Wakefield has existed as a seat since South Australia was first divided into electorates in 1903, but was changed almost beyond recognition when the state’s representation was cut from 12 seats to 11 in 2004. It now covers the outer northern Adelaide industrial centre of Elizabeth (formerly the basis of abolished Bonython), the satellite town of Gawler, the Clare Valley wine-growing district and a stretch of Gulf St Vincent coast from Two Wells north to Port Wakefield. Elizabeth marks the first incursion into Adelaide of a seat that traditionally covered the Murray Valley and the Yorke Peninsula, which were respectively transferred to Barker and Grey. My 2004 booth result maps for Crikey paint a clear picture of support for Labor in Elizabeth and Liberal in Clare and the rural areas, along with a less pronounced leaning to the Liberals in Gawler.
Labor’s overwhelming dominance in low-income Elizabeth gave the redrawn electorate a notional Labor margin of 1.5 per cent, compared with a 14.7 per cent Liberal margin from the 2001 election. Wakefield had only previously been won by Labor in 1938 and 1943, and by the Country Party in 1928. It was otherwise held by the prevailing conservative party of the time: the early Liberal Party, the Nationalists, the United Australia Party and the modern Liberal Party. Neil Andrew became member in 1983, serving as Speaker from 1998 until his seat was effectively pulled from under him in 2004. After considering the obvious option of challenging Patrick Secker for preselection in Barker, Andrew instead chose to retire. Labor’s candidate in 2004 was the homeless member for abolished Bonython, Martyn Evans. Evans began his parliamentary career as an independent, winning the state seat of Elizabeth at a 1984 by-election after contentiously failing to win Labor preselection. He rejoined the party in 1993 to serve as Health Minister in Lynn Arnold’s minority government, and replaced the retiring Neal Blewett as member for Bonython at a by-election in 1994.
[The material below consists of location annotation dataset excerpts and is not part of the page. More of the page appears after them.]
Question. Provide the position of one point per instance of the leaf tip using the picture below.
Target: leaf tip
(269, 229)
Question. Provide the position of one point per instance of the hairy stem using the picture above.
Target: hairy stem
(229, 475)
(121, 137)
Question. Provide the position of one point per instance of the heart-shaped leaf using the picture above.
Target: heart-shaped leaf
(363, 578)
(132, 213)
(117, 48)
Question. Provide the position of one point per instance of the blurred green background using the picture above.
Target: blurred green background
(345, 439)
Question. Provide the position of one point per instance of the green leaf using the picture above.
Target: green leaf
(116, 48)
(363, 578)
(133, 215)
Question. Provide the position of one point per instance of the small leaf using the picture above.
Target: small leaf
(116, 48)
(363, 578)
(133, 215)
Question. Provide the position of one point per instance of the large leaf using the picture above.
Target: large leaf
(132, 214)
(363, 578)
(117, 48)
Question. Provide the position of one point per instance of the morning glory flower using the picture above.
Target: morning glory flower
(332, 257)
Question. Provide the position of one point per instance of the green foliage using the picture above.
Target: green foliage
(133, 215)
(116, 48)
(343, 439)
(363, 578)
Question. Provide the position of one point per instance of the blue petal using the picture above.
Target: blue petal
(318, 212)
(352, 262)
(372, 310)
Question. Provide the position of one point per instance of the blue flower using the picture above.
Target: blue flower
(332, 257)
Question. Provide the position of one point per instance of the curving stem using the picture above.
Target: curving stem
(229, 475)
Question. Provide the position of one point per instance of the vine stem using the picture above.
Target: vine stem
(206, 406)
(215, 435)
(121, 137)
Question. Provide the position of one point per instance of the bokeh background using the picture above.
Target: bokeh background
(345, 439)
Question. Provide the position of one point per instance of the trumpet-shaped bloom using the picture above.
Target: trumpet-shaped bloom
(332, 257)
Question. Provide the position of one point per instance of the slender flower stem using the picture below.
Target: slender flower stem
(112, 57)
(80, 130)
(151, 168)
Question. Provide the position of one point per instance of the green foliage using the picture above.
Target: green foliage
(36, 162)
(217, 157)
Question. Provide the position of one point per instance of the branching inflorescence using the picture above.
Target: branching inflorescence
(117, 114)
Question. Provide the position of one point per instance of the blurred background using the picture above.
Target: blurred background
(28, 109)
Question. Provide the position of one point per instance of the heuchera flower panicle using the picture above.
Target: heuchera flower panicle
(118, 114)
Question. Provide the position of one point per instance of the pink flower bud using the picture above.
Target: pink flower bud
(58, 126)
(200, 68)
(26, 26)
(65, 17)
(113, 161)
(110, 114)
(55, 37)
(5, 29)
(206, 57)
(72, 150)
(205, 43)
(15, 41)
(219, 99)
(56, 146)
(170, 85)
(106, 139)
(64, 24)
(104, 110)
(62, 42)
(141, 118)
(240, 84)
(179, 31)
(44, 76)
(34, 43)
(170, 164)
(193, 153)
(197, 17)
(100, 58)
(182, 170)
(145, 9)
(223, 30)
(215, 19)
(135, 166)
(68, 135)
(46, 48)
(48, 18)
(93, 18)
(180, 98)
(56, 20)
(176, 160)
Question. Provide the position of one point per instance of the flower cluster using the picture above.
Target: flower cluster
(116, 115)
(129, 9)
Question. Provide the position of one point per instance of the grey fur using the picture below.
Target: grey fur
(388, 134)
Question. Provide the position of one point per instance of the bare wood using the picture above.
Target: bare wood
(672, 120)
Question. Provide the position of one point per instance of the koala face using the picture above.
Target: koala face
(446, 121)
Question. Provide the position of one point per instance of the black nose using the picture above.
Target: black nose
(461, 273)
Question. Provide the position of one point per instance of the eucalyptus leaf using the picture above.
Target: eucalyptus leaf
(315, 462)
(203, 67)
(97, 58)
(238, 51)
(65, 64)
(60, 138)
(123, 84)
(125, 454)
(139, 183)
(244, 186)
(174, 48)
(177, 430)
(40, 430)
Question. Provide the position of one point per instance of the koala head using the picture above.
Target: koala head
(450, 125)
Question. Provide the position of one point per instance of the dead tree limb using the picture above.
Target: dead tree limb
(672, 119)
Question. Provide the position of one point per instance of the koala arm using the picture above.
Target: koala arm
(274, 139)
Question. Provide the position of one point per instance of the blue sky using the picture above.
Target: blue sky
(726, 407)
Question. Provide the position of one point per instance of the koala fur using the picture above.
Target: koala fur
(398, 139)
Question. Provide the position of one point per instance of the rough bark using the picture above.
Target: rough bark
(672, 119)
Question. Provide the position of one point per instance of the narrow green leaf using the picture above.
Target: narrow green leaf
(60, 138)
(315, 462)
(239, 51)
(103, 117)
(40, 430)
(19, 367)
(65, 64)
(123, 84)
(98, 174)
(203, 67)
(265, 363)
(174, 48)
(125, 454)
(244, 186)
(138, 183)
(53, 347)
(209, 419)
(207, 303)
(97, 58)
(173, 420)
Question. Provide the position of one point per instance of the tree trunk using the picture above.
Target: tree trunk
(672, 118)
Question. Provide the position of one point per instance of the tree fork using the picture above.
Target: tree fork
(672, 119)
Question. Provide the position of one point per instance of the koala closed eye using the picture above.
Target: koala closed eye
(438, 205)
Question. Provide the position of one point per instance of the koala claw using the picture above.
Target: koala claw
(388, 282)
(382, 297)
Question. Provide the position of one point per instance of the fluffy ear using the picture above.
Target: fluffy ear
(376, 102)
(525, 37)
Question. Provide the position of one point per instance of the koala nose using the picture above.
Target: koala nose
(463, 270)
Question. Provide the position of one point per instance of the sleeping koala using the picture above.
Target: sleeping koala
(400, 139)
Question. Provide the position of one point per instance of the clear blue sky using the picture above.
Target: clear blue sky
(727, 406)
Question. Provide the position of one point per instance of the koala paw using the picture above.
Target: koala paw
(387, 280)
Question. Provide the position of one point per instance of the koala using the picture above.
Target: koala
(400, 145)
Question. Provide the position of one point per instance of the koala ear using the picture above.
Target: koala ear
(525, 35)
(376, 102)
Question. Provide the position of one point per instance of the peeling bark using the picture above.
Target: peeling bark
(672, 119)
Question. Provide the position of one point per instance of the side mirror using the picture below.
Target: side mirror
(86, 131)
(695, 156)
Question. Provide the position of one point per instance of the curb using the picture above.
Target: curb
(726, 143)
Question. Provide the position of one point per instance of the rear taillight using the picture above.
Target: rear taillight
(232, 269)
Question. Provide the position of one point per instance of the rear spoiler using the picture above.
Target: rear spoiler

The job security entailed in this offer was shown to be deceptive by the 2004 redistribution and the following 2.2 per cent swing to the Liberals. This was driven by a Labor slump in Elizabeth which outweighed small positive swings in more affluent rural areas, delivering a narrow 1010-vote victory to hand-picked Liberal candidate David Fawcett (left). Fawcett had previously been an army officer for more than 22 years, most recently serving as commanding officer at the RAAF’s research and development unit. In February 2006, The Australian’s Matt Price wrote a profile on Fawcett which is not holding up too well 18 months on: it speaks of the likely re-election of a highly credentialled member who had persuaded locals to preselect him three months after he joined the party on a whim. This was compared favourably with Labor’s nasty, narrow, cloistered, limiting, repulsive, infested, depressing and ultimately suffocating union gene pool, then believed to be condemning it to certain defeat. More recently, the Sunday Mail’s Rex Jory wrote on August 19 of talk in Liberal circles that Fawcett might be enlisted as a future state party leader after his likely defeat in Wakefield. It was suggested he might attempt to recover the Gawler-based seat of Light, lost to Labor’s Tony Piccolo last year, or succeed Ivan Venning in the safe seat of Schubert in the Barossa Valley.
Labor’s candidate is former state party president Nick Champion (right), a one-time employee of the Shop Distributive and Allied Employees Association and a protégé of its powerful state boss Don Farrell (who will head Labor’s South Australian Senate ticket). Champion’s preselection does not appear to have faced any serious opposition. He has recently been preparing for his presumed future career with a position as adviser to the state Industrial Relations Minister, Right faction colleague Michael Wright.